Pronovost P J, Jenckes M W, Dorman T, Garrett E, Breslow M J, Rosenfeld B A, Lipsett P A, Bass E
Department of Anesthesiology/Critical Care Medicine, School of Medicine, Johns Hopkins University, Baltimore, MD 21287-7294, USA.
JAMA. 1999 Apr 14;281(14):1310-7. doi: 10.1001/jama.281.14.1310.
Morbidity and mortality rates in intensive care units (ICUs) vary widely among institutions, but whether ICU structure and care processes affect these outcomes is unknown.
To determine whether organizational characteristics of ICUs are related to clinical and economic outcomes for abdominal aortic surgery patients who typically receive care in an ICU.
Observational study, with patient data collected retrospectively and ICU data collected prospectively.
All Maryland hospitals that performed abdominal aortic surgery from 1994 to 1996.
We analyzed hospital discharge data for patients in non-federal acute care hospitals in Maryland who had a principal procedure code for abdominal aortic surgery from January 1994 through December 1996 (n = 2987). We obtained information about ICU organizational characteristics by surveying ICU medical directors at the 46 Maryland hospitals that performed abdominal aortic surgery. Thirty-nine (85%) of the ICU directors completed this survey.

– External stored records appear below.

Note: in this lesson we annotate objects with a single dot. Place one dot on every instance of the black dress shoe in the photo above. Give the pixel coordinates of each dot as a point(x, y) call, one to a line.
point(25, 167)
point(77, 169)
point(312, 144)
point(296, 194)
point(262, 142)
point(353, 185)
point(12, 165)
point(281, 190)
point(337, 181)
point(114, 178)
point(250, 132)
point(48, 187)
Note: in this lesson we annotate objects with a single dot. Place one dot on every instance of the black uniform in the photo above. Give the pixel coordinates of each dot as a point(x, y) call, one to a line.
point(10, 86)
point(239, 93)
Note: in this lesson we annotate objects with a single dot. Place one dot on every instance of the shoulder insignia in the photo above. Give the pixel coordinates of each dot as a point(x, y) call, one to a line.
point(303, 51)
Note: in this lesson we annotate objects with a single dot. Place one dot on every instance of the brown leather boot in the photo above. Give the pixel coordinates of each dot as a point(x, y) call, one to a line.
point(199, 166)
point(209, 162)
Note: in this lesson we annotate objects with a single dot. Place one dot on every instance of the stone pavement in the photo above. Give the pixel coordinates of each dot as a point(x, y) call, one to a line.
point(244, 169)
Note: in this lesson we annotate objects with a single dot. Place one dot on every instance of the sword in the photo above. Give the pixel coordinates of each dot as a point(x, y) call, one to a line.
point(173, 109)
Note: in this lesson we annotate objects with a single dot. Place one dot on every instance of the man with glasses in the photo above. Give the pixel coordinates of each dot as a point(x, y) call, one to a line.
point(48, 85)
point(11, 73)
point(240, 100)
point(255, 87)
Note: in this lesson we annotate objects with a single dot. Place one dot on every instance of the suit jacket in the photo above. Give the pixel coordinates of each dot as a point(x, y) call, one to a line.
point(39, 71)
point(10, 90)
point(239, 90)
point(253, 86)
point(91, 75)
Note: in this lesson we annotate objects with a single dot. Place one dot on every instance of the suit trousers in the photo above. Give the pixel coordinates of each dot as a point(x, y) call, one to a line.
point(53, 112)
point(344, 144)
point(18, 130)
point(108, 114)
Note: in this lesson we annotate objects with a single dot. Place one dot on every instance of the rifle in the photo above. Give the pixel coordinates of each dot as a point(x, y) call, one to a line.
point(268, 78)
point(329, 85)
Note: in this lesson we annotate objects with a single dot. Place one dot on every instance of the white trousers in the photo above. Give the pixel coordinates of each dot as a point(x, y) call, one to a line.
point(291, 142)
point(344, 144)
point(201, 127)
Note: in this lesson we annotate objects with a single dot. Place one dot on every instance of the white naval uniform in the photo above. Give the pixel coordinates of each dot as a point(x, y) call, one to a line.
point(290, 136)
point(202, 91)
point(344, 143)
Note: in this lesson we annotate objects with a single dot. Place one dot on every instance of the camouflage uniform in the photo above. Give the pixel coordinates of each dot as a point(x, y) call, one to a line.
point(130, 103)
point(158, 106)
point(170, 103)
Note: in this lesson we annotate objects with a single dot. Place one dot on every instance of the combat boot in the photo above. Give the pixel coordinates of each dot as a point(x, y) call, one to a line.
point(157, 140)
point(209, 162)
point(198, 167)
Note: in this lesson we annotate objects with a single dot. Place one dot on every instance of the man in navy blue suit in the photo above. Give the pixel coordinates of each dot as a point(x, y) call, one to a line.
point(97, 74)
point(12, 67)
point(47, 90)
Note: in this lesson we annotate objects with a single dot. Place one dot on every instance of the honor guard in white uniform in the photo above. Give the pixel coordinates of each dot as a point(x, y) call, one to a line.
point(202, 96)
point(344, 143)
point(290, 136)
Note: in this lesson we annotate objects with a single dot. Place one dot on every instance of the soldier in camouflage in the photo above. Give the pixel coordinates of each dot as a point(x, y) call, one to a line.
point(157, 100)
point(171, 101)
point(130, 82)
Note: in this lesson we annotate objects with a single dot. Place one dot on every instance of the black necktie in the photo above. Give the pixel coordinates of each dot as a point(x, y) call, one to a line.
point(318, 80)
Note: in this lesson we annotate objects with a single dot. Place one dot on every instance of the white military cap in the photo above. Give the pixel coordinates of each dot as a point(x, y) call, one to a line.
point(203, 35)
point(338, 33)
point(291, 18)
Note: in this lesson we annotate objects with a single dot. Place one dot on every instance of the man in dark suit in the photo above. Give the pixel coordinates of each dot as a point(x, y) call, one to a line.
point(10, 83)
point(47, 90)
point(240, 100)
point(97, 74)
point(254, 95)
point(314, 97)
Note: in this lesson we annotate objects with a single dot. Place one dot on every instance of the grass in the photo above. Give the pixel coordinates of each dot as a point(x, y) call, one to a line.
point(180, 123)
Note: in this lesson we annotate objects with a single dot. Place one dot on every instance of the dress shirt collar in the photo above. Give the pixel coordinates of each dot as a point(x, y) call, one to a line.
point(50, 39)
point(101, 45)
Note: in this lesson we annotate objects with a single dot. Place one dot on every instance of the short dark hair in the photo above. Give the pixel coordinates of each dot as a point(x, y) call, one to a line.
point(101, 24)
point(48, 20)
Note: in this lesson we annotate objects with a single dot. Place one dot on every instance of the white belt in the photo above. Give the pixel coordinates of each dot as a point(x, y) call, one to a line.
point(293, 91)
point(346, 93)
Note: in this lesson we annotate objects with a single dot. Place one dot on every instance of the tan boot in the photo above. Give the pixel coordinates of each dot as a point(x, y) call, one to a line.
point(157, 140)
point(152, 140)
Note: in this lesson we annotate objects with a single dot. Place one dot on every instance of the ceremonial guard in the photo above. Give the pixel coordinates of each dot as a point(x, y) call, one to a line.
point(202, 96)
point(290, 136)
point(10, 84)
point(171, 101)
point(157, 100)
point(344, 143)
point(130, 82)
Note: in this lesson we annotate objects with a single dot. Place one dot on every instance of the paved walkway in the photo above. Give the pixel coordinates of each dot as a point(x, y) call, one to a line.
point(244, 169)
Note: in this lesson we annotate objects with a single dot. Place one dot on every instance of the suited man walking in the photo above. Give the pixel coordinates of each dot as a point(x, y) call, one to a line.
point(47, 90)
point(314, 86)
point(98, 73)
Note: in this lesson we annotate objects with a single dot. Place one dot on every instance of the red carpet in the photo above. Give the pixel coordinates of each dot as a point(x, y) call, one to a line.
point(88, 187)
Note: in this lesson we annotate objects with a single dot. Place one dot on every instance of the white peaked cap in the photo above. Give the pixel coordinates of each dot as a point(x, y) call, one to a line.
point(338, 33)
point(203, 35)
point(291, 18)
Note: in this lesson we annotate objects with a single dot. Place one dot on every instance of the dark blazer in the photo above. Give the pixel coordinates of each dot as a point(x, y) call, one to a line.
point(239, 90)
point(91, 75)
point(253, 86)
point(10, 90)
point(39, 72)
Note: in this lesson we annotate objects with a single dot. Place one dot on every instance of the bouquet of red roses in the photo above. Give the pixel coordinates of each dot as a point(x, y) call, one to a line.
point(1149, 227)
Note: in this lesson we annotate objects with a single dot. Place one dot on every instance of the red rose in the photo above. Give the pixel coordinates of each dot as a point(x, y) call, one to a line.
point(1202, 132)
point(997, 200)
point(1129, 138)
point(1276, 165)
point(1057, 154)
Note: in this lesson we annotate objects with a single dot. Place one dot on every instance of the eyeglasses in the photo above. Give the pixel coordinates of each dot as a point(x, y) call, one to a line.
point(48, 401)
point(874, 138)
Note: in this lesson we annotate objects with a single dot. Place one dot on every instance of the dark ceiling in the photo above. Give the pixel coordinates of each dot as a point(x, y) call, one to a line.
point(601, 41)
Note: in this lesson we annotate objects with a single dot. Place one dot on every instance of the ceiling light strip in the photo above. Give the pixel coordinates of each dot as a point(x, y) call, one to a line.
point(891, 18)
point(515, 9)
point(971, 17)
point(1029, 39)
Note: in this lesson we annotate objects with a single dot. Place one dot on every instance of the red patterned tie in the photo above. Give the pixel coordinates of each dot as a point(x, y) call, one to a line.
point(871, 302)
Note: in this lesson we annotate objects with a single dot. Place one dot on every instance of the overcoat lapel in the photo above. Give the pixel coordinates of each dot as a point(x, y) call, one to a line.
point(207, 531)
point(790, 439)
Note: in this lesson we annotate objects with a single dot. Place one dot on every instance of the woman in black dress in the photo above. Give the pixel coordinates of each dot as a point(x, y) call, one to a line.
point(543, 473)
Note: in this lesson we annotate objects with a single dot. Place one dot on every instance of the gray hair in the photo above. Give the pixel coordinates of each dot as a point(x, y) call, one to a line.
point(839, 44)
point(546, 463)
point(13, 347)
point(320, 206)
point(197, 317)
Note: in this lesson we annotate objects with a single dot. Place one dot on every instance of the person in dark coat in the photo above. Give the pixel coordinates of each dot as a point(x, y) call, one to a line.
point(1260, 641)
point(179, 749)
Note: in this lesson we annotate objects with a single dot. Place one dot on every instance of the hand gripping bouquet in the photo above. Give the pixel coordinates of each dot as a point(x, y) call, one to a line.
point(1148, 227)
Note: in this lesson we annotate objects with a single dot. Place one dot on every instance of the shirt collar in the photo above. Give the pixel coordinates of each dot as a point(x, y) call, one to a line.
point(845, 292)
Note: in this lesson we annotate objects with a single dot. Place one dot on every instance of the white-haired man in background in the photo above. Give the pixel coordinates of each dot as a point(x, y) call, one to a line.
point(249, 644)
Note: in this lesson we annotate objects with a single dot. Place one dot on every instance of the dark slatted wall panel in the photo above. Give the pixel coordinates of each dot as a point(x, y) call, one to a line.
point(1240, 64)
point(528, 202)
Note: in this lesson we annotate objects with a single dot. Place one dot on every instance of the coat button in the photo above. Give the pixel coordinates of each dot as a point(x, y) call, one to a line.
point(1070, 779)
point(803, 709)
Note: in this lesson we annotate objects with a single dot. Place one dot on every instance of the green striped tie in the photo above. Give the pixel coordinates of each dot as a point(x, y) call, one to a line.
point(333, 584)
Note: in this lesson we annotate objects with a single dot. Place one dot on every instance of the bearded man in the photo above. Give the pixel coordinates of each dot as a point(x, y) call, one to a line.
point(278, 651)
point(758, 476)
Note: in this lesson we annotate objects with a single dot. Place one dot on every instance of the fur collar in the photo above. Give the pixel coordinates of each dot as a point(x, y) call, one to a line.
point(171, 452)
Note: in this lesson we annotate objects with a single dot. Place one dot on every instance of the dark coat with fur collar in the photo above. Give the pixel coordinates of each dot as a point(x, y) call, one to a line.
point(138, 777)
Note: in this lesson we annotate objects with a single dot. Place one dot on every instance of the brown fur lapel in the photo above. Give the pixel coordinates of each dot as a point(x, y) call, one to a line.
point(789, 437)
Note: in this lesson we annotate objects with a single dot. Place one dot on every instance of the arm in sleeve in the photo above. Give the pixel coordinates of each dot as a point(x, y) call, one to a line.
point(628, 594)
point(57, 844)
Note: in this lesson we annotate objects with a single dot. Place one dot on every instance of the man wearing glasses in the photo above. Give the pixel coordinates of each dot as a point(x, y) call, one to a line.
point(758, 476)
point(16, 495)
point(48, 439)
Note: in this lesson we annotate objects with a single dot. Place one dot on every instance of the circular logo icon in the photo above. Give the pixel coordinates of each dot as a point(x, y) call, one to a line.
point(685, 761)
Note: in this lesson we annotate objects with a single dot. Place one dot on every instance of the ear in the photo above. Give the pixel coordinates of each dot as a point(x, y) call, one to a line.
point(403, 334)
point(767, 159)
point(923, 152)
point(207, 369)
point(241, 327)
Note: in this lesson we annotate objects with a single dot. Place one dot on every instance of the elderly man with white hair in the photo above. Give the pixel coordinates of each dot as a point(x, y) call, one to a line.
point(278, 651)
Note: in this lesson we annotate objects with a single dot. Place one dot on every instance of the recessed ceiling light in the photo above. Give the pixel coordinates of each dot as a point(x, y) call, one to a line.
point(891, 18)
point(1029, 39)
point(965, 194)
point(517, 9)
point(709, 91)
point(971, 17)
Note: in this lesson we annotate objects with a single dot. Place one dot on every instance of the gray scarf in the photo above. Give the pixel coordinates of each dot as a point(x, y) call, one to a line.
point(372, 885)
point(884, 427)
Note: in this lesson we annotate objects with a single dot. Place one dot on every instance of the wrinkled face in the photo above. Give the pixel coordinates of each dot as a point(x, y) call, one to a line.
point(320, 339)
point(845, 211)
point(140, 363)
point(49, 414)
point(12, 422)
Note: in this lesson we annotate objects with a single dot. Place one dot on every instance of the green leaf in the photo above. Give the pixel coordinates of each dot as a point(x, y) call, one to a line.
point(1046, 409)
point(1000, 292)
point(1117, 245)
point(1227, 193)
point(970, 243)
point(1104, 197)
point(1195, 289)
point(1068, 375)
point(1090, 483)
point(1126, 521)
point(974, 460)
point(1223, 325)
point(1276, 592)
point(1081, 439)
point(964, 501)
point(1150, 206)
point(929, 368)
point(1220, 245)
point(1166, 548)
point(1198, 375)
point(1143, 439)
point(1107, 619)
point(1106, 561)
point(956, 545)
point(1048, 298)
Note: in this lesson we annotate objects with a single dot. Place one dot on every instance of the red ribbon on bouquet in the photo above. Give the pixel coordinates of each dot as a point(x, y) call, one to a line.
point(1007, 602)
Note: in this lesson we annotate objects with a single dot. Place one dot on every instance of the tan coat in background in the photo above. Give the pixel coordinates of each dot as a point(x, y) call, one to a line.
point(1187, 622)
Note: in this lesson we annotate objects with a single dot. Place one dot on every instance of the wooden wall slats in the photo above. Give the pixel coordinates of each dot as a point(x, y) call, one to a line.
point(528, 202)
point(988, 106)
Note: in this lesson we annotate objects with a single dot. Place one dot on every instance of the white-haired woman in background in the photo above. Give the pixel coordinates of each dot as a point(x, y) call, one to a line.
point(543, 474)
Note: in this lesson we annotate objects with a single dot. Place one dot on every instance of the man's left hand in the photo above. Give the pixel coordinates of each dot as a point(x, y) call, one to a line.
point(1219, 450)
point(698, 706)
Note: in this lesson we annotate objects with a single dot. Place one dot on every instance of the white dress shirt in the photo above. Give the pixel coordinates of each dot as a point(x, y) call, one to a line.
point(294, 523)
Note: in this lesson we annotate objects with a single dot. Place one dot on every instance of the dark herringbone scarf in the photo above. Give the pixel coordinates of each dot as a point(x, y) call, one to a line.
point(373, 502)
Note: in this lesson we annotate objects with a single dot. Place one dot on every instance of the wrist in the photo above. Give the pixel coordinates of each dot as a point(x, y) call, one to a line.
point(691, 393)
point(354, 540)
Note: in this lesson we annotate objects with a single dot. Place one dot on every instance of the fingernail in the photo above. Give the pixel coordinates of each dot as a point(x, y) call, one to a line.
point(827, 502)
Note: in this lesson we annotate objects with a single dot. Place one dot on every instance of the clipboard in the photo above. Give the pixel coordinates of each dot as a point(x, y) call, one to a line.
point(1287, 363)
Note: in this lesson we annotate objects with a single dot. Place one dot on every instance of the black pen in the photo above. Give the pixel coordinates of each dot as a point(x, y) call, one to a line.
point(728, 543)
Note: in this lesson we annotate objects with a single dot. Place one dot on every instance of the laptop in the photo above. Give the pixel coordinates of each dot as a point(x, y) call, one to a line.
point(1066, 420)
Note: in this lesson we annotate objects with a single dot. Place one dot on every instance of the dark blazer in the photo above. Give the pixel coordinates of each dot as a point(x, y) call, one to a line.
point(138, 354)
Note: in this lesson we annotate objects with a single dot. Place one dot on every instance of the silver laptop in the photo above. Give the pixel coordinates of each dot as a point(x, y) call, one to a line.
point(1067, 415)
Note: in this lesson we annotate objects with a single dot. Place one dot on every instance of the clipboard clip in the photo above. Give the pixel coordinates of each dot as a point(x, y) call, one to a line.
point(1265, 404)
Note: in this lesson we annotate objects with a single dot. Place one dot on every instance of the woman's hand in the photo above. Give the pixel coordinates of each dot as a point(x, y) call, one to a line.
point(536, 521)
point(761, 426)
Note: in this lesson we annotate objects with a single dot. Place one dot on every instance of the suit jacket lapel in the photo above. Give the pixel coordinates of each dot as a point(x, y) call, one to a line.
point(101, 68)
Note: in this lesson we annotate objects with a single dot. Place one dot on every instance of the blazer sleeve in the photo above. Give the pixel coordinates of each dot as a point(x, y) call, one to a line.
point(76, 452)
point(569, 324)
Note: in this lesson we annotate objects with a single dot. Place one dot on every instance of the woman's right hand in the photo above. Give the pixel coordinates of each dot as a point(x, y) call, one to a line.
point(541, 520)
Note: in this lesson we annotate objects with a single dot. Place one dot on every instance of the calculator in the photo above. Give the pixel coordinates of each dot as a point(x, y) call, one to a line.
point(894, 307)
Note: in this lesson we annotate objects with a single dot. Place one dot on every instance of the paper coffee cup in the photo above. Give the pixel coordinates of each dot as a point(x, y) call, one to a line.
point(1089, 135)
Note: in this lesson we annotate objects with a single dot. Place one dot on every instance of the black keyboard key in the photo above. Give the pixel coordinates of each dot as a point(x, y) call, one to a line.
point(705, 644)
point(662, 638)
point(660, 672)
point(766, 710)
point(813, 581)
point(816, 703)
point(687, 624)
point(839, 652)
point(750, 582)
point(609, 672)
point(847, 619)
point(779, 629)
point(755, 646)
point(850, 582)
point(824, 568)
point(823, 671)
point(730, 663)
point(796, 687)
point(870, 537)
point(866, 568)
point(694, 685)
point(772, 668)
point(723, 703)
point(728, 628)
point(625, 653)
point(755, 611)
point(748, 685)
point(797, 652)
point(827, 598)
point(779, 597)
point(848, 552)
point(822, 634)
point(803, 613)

In-hospital mortality and hospital and ICU length of stay.
For patients undergoing abdominal aortic surgery, in-hospital mortality varied among hospitals from 0% to 66%. In multivariate analysis adjusted for patient demographics, comorbid disease, severity of illness, hospital and surgeon volume, and hospital characteristics, not having daily rounds by an ICU physician was associated with a 3-fold increase in in-hospital mortality (odds ratio [OR], 3.0; 95% confidence interval [CI], 1.9-4.9). Furthermore, not having daily rounds by an ICU physician was associated with an increased risk of cardiac arrest (OR, 2.9; 95% CI, 1.2-7.0), acute renal failure (OR, 2.2; 95% CI, 1.3-3.9), septicemia (OR, 1.8; 95% CI, 1.2-2.6), platelet transfusion (OR, 6.4; 95% CI, 3.2-12.4), and reintubation (OR, 2.0; 95% CI, 1.0-4.1). Not having daily rounds by an ICU physician, having an ICU nurse-patient ratio of less than 1:2, not having monthly review of morbidity and mortality, and extubating patients in the operating room were associated with increased resource use.
Organizational characteristics of ICUs are related to differences among hospitals in outcomes of abdominal aortic surgery. Clinicians and hospital leaders should consider the potential impact of ICU organizational characteristics on outcomes of patients having high-risk operations.
重症监护病房(ICU)的发病率和死亡率在不同机构间差异很大,但ICU的结构和护理流程是否会影响这些结果尚不清楚。
确定ICU的组织特征是否与通常在ICU接受治疗的腹主动脉手术患者的临床和经济结果相关。
观察性研究,回顾性收集患者数据,前瞻性收集ICU数据。
1994年至1996年期间在马里兰州进行腹主动脉手术的所有医院。
我们分析了马里兰州非联邦急症护理医院中1994年1月至1996年12月期间主要手术代码为腹主动脉手术患者的出院数据(n = 2987)。我们通过对马里兰州46家进行腹主动脉手术的医院的ICU医疗主任进行调查,获取了有关ICU组织特征的信息。46家ICU主任中有39位(85%)完成了这项调查。
住院死亡率、住院时间和ICU住院时间。
对于接受腹主动脉手术的患者,各医院的住院死亡率在0%至66%之间。在对患者人口统计学、合并症、疾病严重程度、医院和外科医生手术量以及医院特征进行调整的多变量分析中,ICU医生不进行每日查房与住院死亡率增加3倍相关(比值比[OR],3.0;95%置信区间[CI],1.9 - 4.9)。此外,ICU医生不进行每日查房与心脏骤停风险增加相关(OR,2.9;95% CI,1.2 - 7.0)、急性肾衰竭(OR,2.2;95% CI,1.3 - 3.9)、败血症(OR,1.8;95% CI,1.2 - 2.6)、血小板输注(OR,6.4;95% CI,3.2 - 12.4)以及再次插管(OR,2.0;95% CI,1.0 - 4.1)相关。ICU医生不进行每日查房、ICU护士与患者比例小于1:2、不进行每月发病率和死亡率审查以及在手术室为患者拔管与资源使用增加相关。
ICU的组织特征与腹主动脉手术医院间的结果差异相关。临床医生和医院领导应考虑ICU组织特征对高危手术患者结果的潜在影响。